We noticed this mural on the side of a retaining wall as we continued walking to the south. Looking up some of the names of the people that are depicted, they seem to be independence activists. Based on the listed dates, most did not survive to see an independent Korea.
As we continued walking to the south, we noticed this 배스킨라빈스 Baskin Robins. Starbucks is well known for having locations in historic areas, particularly the location at Ninenzaka, Kyoto. But they’re apparently not the only American chain with stores that try to blend in!
We noticed a bit of greenery as we continued walking to the south.
We passed by the eastern edge of the 열린송현 녹지광장 Open Songhyeon Green Plaza. This park just opened at the end of 2022 after being redeveloped. There seems to be some doubt as to if this area will remain a park or will be again redeveloped for some other purpose.
Hongdae
After reaching the southeast corner of the park, we turned and walked to the east to reach Anguk Station. We then took the metro back to 홍대 Hongdae.
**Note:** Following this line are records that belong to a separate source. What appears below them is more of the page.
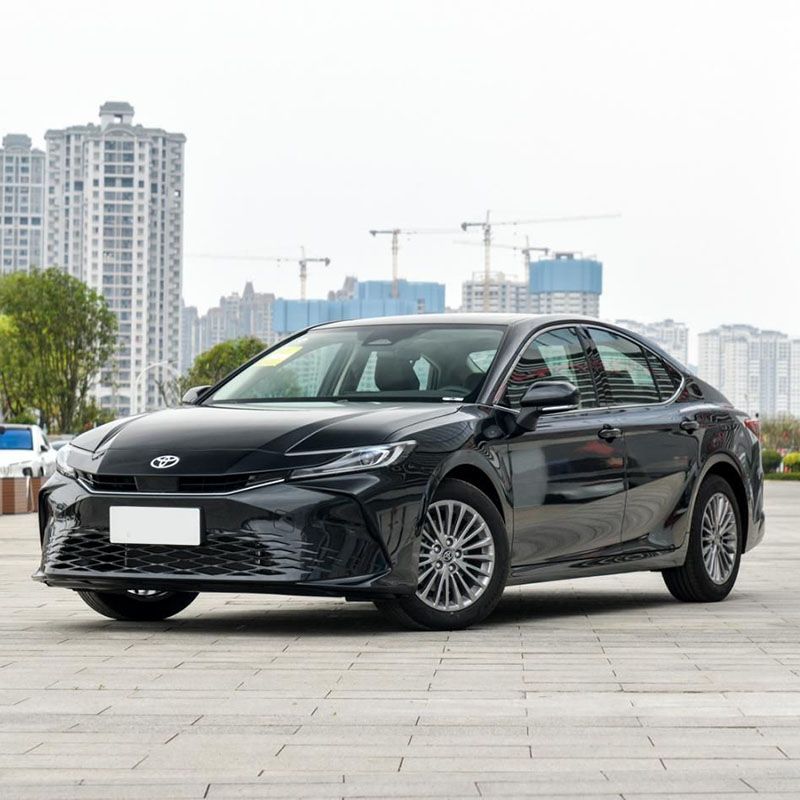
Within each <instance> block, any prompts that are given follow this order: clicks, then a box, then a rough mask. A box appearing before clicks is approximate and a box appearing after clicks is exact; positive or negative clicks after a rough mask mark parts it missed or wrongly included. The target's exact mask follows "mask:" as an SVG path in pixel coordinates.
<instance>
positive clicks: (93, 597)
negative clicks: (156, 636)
mask: <svg viewBox="0 0 800 800" xmlns="http://www.w3.org/2000/svg"><path fill="white" fill-rule="evenodd" d="M78 596H79V597H80V598H81V600H83V602H84V603H86V605H87V606H89V608H91V609H92V610H93V611H97V613H98V614H102V615H103V616H104V617H110V618H111V619H120V620H128V621H131V622H153V621H157V620H161V619H166V618H167V617H171V616H172V615H173V614H177V613H178V612H179V611H183V609H184V608H186V607H187V606H188V605H189V604H190V603H191V602H192V601H193V600H194V599H195V597H197V592H157V591H155V590H153V589H129V590H128V591H126V592H94V591H78Z"/></svg>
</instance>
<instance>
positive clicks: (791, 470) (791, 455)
mask: <svg viewBox="0 0 800 800" xmlns="http://www.w3.org/2000/svg"><path fill="white" fill-rule="evenodd" d="M783 466H784V467H785V468H786V471H787V472H800V453H789V454H788V455H787V456H785V457H784V459H783Z"/></svg>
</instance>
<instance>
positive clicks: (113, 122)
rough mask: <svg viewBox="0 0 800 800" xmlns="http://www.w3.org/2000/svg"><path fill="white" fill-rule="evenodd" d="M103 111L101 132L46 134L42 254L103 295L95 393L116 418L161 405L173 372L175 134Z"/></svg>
mask: <svg viewBox="0 0 800 800" xmlns="http://www.w3.org/2000/svg"><path fill="white" fill-rule="evenodd" d="M133 113H134V112H133V107H132V106H130V105H129V104H128V103H116V102H109V103H104V104H103V105H102V106H101V107H100V124H99V125H97V124H92V123H90V124H87V125H75V126H71V127H69V128H64V129H61V130H49V131H47V133H46V134H45V140H46V142H47V192H48V194H47V207H46V228H45V230H46V237H47V238H46V253H47V263H48V265H56V266H60V267H62V268H64V269H65V270H67V271H68V272H69V273H71V274H72V275H74V276H75V277H77V278H80V279H81V280H83V281H84V282H85V283H86V284H88V285H89V286H90V287H91V288H93V289H95V290H96V291H97V292H99V293H100V294H102V295H103V296H104V297H105V298H106V300H107V301H108V304H109V307H110V308H111V309H112V311H113V312H114V313H115V314H116V316H117V319H118V321H119V334H118V347H117V352H116V356H115V358H114V360H113V361H112V362H111V363H109V364H108V366H107V367H106V368H105V369H103V370H102V372H101V375H100V379H99V382H98V385H97V386H96V387H95V393H96V395H97V399H98V401H99V402H100V404H101V405H102V406H103V407H105V408H111V409H113V410H114V411H116V412H117V413H118V414H123V415H124V414H135V413H139V412H141V411H144V410H146V409H148V408H154V407H156V406H158V405H159V404H160V403H161V396H160V392H159V385H160V384H163V382H165V381H166V380H168V379H169V378H171V377H172V376H173V375H174V374H175V373H176V372H177V370H178V366H179V363H180V358H181V349H180V338H181V322H180V304H181V280H182V263H183V259H182V250H183V247H182V238H183V173H184V153H183V151H184V142H185V141H186V139H185V137H184V136H183V134H180V133H168V132H167V131H165V130H162V129H160V128H145V127H143V126H142V125H138V124H137V125H134V124H133Z"/></svg>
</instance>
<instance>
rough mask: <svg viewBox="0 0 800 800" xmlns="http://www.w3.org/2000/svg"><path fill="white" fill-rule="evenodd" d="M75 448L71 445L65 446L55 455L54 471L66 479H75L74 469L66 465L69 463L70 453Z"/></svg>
mask: <svg viewBox="0 0 800 800" xmlns="http://www.w3.org/2000/svg"><path fill="white" fill-rule="evenodd" d="M74 449H75V448H74V447H72V446H71V445H68V444H65V445H64V446H63V447H62V448H61V449H60V450H59V451H58V453H57V454H56V470H58V472H60V473H61V474H62V475H66V477H67V478H76V477H77V474H76V472H75V470H74V469H72V467H71V466H70V465H69V464H68V463H67V462H68V461H69V456H70V453H72V451H73V450H74Z"/></svg>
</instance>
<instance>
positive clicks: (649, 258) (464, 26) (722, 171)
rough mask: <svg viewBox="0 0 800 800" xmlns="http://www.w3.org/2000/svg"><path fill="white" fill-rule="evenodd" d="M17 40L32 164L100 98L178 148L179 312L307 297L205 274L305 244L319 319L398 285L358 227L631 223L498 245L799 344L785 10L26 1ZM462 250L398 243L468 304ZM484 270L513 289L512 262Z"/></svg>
mask: <svg viewBox="0 0 800 800" xmlns="http://www.w3.org/2000/svg"><path fill="white" fill-rule="evenodd" d="M5 19H6V20H7V21H9V29H10V30H14V31H15V35H14V36H13V37H9V41H6V42H4V45H3V49H4V56H5V58H4V61H5V63H6V64H7V65H10V68H7V69H6V70H4V71H3V73H2V74H1V75H0V96H2V97H3V104H2V109H0V134H6V133H25V134H28V135H30V136H31V137H32V139H33V143H34V146H36V147H42V146H43V144H44V132H45V130H47V129H48V128H58V127H62V126H64V125H68V124H74V123H76V122H80V121H89V120H93V119H95V118H96V115H97V109H98V107H99V106H100V104H102V103H103V102H105V101H106V100H123V101H127V102H130V103H131V104H132V105H133V106H134V107H135V108H136V120H137V121H138V122H141V123H142V124H144V125H158V126H161V127H164V128H167V129H168V130H180V131H183V132H185V133H186V135H187V144H186V189H185V198H186V211H185V236H184V251H185V254H186V255H185V260H184V297H185V300H186V302H187V304H193V305H197V306H198V307H199V308H200V310H201V311H204V310H205V309H207V308H208V307H209V306H212V305H215V304H216V303H217V302H218V300H219V297H220V296H221V295H224V294H228V293H230V292H232V291H236V290H237V289H238V288H240V287H241V286H242V285H243V283H244V281H245V280H248V279H250V280H253V281H254V285H255V288H256V290H257V291H261V292H265V291H272V292H275V293H276V294H278V295H282V296H285V297H297V296H298V293H299V280H298V278H297V274H296V269H294V268H288V267H286V266H285V265H283V266H281V268H280V269H279V268H276V266H275V265H264V266H263V267H258V266H256V265H254V264H252V263H249V262H242V261H233V260H230V261H221V262H220V263H215V262H212V261H207V260H200V259H198V260H195V259H193V258H192V257H191V254H194V253H220V254H230V255H247V254H265V255H285V254H286V255H294V254H298V255H299V248H300V246H301V245H305V246H306V248H307V249H308V251H309V253H311V252H313V253H314V254H318V255H325V256H329V257H330V258H331V259H332V263H331V265H330V267H328V268H320V267H319V265H312V266H311V267H309V297H324V296H325V295H326V294H327V291H328V289H330V288H334V287H337V286H339V285H341V283H342V281H343V280H344V277H345V276H346V275H349V274H353V275H357V276H358V277H359V278H361V279H371V278H388V277H390V267H391V262H390V253H389V242H388V241H387V240H386V238H380V237H379V238H377V239H373V238H372V237H370V236H369V234H368V229H369V228H384V227H404V226H407V227H451V226H452V227H453V228H454V229H456V228H457V226H458V224H459V223H460V222H462V221H463V220H467V219H470V220H473V219H480V218H481V217H483V216H484V215H485V213H486V209H487V208H490V209H491V210H492V214H493V217H494V218H495V219H497V220H501V219H514V218H520V217H524V218H528V217H541V216H557V215H572V214H583V213H586V214H593V213H608V212H620V213H621V214H622V217H621V218H620V219H616V220H604V221H596V222H585V223H576V224H569V225H556V224H550V225H542V226H538V227H535V228H534V227H530V228H524V229H523V228H520V229H516V230H514V229H510V230H508V232H507V233H506V232H505V231H504V230H503V229H497V230H496V231H495V238H496V241H497V242H509V243H515V242H516V243H522V242H524V238H525V235H526V234H527V235H528V236H529V237H530V239H531V243H536V244H543V245H547V246H552V247H555V248H559V249H575V250H583V251H584V252H587V253H592V254H596V256H597V257H598V258H599V259H600V260H601V261H602V262H603V264H604V268H605V273H604V283H605V286H604V293H603V297H602V300H601V308H600V313H601V314H602V316H603V317H605V318H626V317H630V318H634V319H638V320H642V321H645V322H646V321H653V320H660V319H664V318H667V317H672V318H674V319H677V320H681V321H685V322H686V323H687V324H688V325H689V326H690V329H691V330H692V333H693V334H694V333H697V332H700V331H702V330H706V329H709V328H713V327H715V326H716V325H719V324H721V323H728V322H742V323H748V324H751V325H755V326H758V327H762V328H778V329H781V330H785V331H786V332H787V333H789V334H794V335H796V334H798V333H800V324H798V323H796V322H795V320H794V315H793V314H792V313H791V310H792V307H791V303H792V302H794V300H795V299H796V298H797V297H798V296H799V292H800V276H799V273H798V266H800V236H798V224H797V222H798V219H800V197H799V196H798V193H797V191H796V188H795V187H796V186H797V185H798V184H800V180H799V179H800V161H799V160H798V157H797V150H798V144H797V143H798V142H800V112H798V104H797V98H798V97H799V96H800V48H798V47H797V46H796V43H797V41H798V39H799V38H800V36H799V34H800V6H797V5H796V4H793V3H790V2H771V3H768V4H758V5H756V4H752V3H743V2H742V3H739V2H731V3H724V4H723V3H720V2H677V3H670V4H669V5H662V6H656V5H654V4H642V3H636V2H624V3H622V2H605V3H602V4H598V3H592V2H566V3H559V4H552V3H538V2H532V3H530V2H525V3H515V2H500V3H496V4H492V5H487V4H485V3H474V2H434V3H429V2H425V3H423V2H411V1H409V0H403V2H397V3H390V2H339V3H336V4H331V3H323V2H293V3H255V2H253V3H250V2H239V3H234V4H230V3H228V4H224V5H223V4H221V3H203V2H198V3H193V4H191V5H188V6H187V5H185V4H177V3H176V4H165V3H158V4H156V3H152V2H149V0H144V2H142V3H140V4H138V5H137V12H136V14H132V13H130V9H129V8H126V7H117V6H113V5H112V6H109V5H108V4H106V3H100V2H82V3H79V4H66V5H65V4H61V5H58V4H51V3H47V2H41V0H33V1H32V2H28V3H25V4H18V5H14V6H11V7H9V8H8V9H6V11H5ZM76 42H80V46H78V47H76ZM55 64H59V65H62V66H63V67H64V69H65V70H66V74H68V75H69V76H70V77H69V80H56V79H55V77H54V72H53V68H54V65H55ZM23 65H24V67H23ZM465 238H474V240H475V241H476V242H478V241H479V240H480V236H479V234H478V233H475V234H470V236H469V237H467V236H466V235H465V234H463V233H461V232H460V231H454V235H453V236H452V237H450V236H448V235H440V236H429V237H419V238H414V239H410V240H404V241H402V242H401V251H400V269H401V275H402V276H403V277H406V278H408V279H409V280H431V279H435V280H442V281H444V282H445V283H446V285H447V302H448V304H449V305H452V306H456V305H458V304H459V302H460V287H461V282H462V281H463V280H465V279H467V278H469V277H470V276H471V274H472V273H473V272H475V271H478V270H480V269H481V267H482V258H483V253H482V250H481V249H480V248H479V247H465V246H460V245H456V244H454V243H453V241H452V240H454V239H459V240H463V239H465ZM493 262H494V263H493V266H494V268H496V269H498V270H503V271H505V272H506V273H508V274H517V275H520V277H522V269H521V264H522V262H521V258H520V257H519V256H518V255H517V254H516V253H514V252H511V251H499V250H498V251H495V252H494V253H493ZM315 266H316V267H317V268H316V269H315V268H314V267H315ZM692 338H694V337H692Z"/></svg>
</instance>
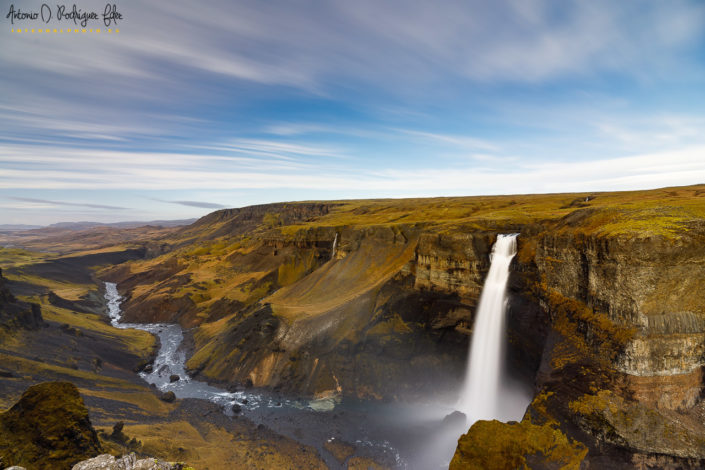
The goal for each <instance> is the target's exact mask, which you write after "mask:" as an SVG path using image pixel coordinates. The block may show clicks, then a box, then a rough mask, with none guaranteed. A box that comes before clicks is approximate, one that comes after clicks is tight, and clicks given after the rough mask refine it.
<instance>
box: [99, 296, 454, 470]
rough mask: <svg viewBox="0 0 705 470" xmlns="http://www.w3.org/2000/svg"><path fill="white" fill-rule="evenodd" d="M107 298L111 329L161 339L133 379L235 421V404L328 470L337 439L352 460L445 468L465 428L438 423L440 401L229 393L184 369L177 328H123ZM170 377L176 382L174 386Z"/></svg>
mask: <svg viewBox="0 0 705 470" xmlns="http://www.w3.org/2000/svg"><path fill="white" fill-rule="evenodd" d="M105 299H106V301H107V306H108V314H109V316H110V321H111V324H112V325H113V326H114V327H116V328H135V329H139V330H144V331H148V332H150V333H152V334H154V335H156V336H157V337H158V338H159V343H160V347H159V352H158V355H157V357H156V359H155V360H154V364H153V366H152V371H151V372H140V373H139V375H140V376H141V377H142V378H143V379H144V380H145V381H147V382H148V383H150V384H154V385H155V386H156V387H157V388H158V389H159V390H160V391H162V392H167V391H173V392H174V394H175V395H176V396H177V397H178V398H198V399H203V400H208V401H211V402H213V403H216V404H218V405H220V406H221V407H222V409H223V413H225V414H226V415H228V416H233V414H234V413H233V411H232V408H233V405H235V404H238V405H239V406H240V407H241V414H242V415H244V416H245V417H247V418H248V419H250V420H251V421H253V422H254V423H256V424H264V425H265V426H267V427H269V428H270V429H272V430H274V431H276V432H278V433H280V434H283V435H285V436H287V437H289V438H291V439H294V440H295V441H298V442H301V443H303V444H306V445H310V446H312V447H315V448H316V449H318V451H319V452H320V454H321V457H322V458H323V459H324V460H325V462H326V464H327V465H328V466H329V468H331V469H338V468H343V466H342V465H341V464H340V463H339V462H338V461H337V460H335V458H334V457H333V456H332V455H331V454H330V453H329V452H328V451H327V450H326V449H325V448H324V447H323V444H324V443H325V442H326V441H330V440H333V439H339V440H341V441H344V442H348V443H351V444H353V445H355V447H356V449H357V452H356V455H360V456H366V457H370V458H373V459H375V460H377V461H378V462H380V463H382V464H385V465H388V466H390V467H392V468H398V469H409V470H416V469H418V470H421V469H423V470H429V469H441V468H448V464H449V463H450V460H451V458H452V457H453V453H454V451H455V446H456V443H457V439H458V437H460V435H461V434H462V433H463V432H465V431H467V426H466V424H465V422H464V420H463V421H462V422H458V421H457V420H455V421H450V420H446V421H445V422H444V421H443V418H444V417H445V416H446V415H448V414H449V413H451V412H453V411H454V410H453V406H452V405H444V404H438V403H425V404H401V403H380V402H370V401H360V400H350V399H343V400H337V401H336V400H332V399H329V400H324V401H320V400H315V401H310V400H307V399H297V398H292V397H283V396H278V395H274V394H272V393H270V392H268V391H266V390H261V389H248V390H243V391H236V392H229V391H227V390H223V389H220V388H218V387H214V386H212V385H209V384H207V383H205V382H201V381H199V380H195V379H193V378H191V377H190V376H189V375H188V373H187V372H186V370H185V367H184V364H185V363H186V359H187V358H186V351H185V349H184V348H183V347H182V343H183V339H184V335H183V331H182V329H181V326H180V325H178V324H164V323H153V324H144V323H122V322H120V319H121V316H122V312H121V310H120V303H121V301H122V297H121V296H120V294H119V292H118V290H117V286H116V285H115V284H114V283H111V282H106V283H105ZM172 375H178V376H179V380H178V381H175V382H172V381H171V380H170V378H171V376H172Z"/></svg>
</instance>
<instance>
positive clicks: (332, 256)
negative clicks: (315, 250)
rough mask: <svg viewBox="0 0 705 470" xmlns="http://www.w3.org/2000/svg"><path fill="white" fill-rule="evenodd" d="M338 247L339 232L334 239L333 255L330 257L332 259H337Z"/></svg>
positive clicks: (336, 232)
mask: <svg viewBox="0 0 705 470" xmlns="http://www.w3.org/2000/svg"><path fill="white" fill-rule="evenodd" d="M336 246H338V232H335V238H334V239H333V253H331V255H330V259H335V247H336Z"/></svg>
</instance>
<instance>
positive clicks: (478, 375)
mask: <svg viewBox="0 0 705 470" xmlns="http://www.w3.org/2000/svg"><path fill="white" fill-rule="evenodd" d="M517 235H518V234H516V233H515V234H511V235H498V236H497V241H496V242H495V244H494V247H493V248H492V255H491V257H490V271H489V272H488V273H487V279H485V285H484V286H483V287H482V294H481V295H480V303H479V304H478V307H477V312H476V314H475V325H474V327H473V332H472V344H471V347H470V355H469V357H468V368H467V372H466V374H465V385H464V387H463V390H462V392H461V395H460V400H459V402H458V409H459V410H460V411H462V412H463V413H465V415H466V416H467V417H468V423H470V424H471V423H474V422H475V421H477V420H480V419H498V418H499V417H500V416H501V415H502V413H501V412H500V409H499V407H498V405H499V403H498V398H499V396H500V393H501V385H502V383H501V382H502V377H503V375H504V372H503V369H504V347H505V342H506V338H505V326H504V324H505V313H506V309H507V295H506V293H507V282H508V280H509V264H510V263H511V262H512V258H514V255H515V254H516V237H517Z"/></svg>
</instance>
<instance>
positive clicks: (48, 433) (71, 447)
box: [0, 382, 102, 469]
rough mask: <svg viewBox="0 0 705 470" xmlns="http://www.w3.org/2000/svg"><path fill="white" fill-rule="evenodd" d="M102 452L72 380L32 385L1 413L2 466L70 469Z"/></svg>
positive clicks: (87, 409) (0, 444) (0, 435)
mask: <svg viewBox="0 0 705 470" xmlns="http://www.w3.org/2000/svg"><path fill="white" fill-rule="evenodd" d="M101 451H102V449H101V446H100V442H99V441H98V435H97V434H96V432H95V429H93V426H92V425H91V422H90V419H89V418H88V409H86V406H85V405H84V403H83V399H82V398H81V395H80V394H79V393H78V389H77V388H76V386H75V385H73V384H72V383H69V382H45V383H41V384H38V385H33V386H32V387H29V388H28V389H27V390H26V391H25V392H24V393H23V394H22V397H21V398H20V400H19V401H18V402H17V403H16V404H15V405H14V406H13V407H12V408H10V409H9V410H8V411H6V412H5V413H2V414H0V455H2V456H3V464H4V465H8V466H12V465H21V466H24V467H28V468H51V469H69V468H71V466H72V465H73V464H75V463H76V462H79V461H81V460H85V459H88V458H91V457H94V456H96V455H98V454H100V452H101Z"/></svg>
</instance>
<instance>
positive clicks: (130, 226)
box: [32, 219, 197, 230]
mask: <svg viewBox="0 0 705 470" xmlns="http://www.w3.org/2000/svg"><path fill="white" fill-rule="evenodd" d="M196 220H197V219H182V220H150V221H132V222H114V223H110V224H106V223H102V222H59V223H56V224H51V225H49V226H47V227H45V228H53V229H61V230H85V229H88V228H93V227H114V228H135V227H144V226H146V225H152V226H161V227H178V226H180V225H190V224H192V223H194V222H195V221H196ZM32 228H39V227H32Z"/></svg>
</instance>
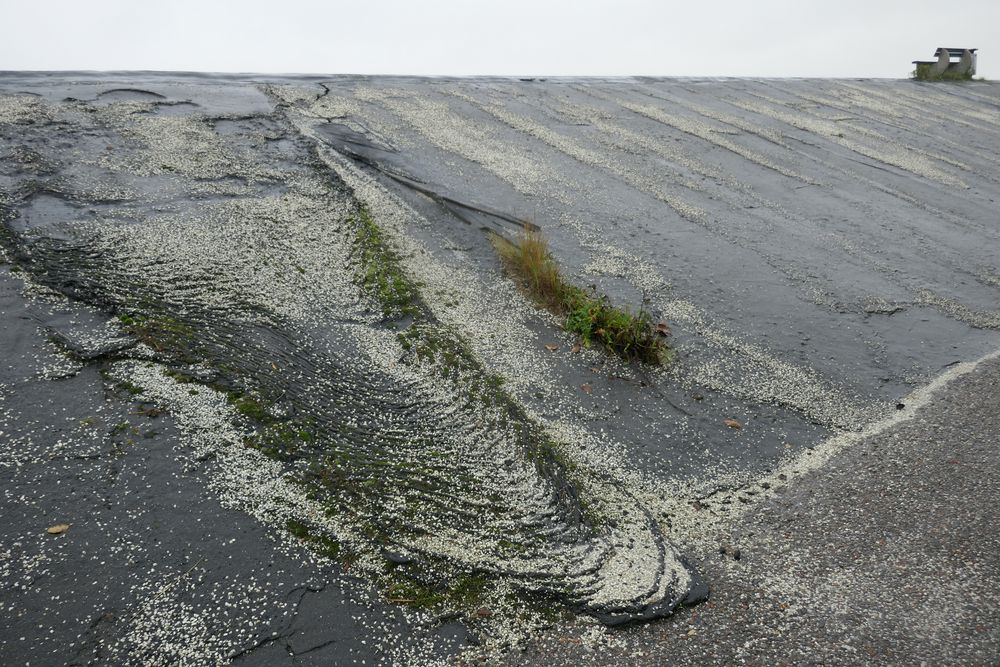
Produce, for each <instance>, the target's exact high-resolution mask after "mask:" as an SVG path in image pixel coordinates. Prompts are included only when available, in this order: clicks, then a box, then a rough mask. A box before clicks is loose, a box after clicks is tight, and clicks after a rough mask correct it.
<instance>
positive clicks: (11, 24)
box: [0, 0, 1000, 78]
We decided to try our first Korean seafood restaurant, 바다나라1박2일포차 Sea Country 1 Night 2 Days Pocha. The meal started out with a variety of banchan.
The fresh octopus arms were still wiggling as it was served, with the suction cups strongly attaching themselves to any surface that they contact! Definitely an interesting experience as we’ve never had octopus so fresh before.
We also had scallops, which were very good with excellent flavor.
We also ordered a plate of assorted fish, which would be called sashimi in a Japanese restaurant. The salmon sashimi in particular was excellent. The other fishes were of a chewy texture and light on flavor.
After our seafood dinner, we went back out and walked around. We decided to have second dinner at 목로관 Mokroqwan, a Korean BBQ restaurant!
This restaurant pre-sears the meat over a fire with straw, which is supposed to give flavor to the meat. We got pork belly and pork neck, though we seem to have ended up with two orders of pork neck instead. It was good, though we aren’t entirely sure how much of a difference cooking with straw really makes. It would have been nice to get the pork belly that we had ordered but we didn’t realize the error until it was too late.
While walking to the northeast on the main shopping street, Eoulmadang-ro, known as the Red Road, we spotted 고망고 GOMANGO, a small Mango dessert shop. We decided to give it a try.
We got what is basically a mango bingsoo and a mango juice. Unfortunately, the bingsoo wasn’t nearly as good as Sulbing, though it was about half the price. The mango juice was decent though.
After walking around for a bit, we returned to the RYSE around sunset to end the day.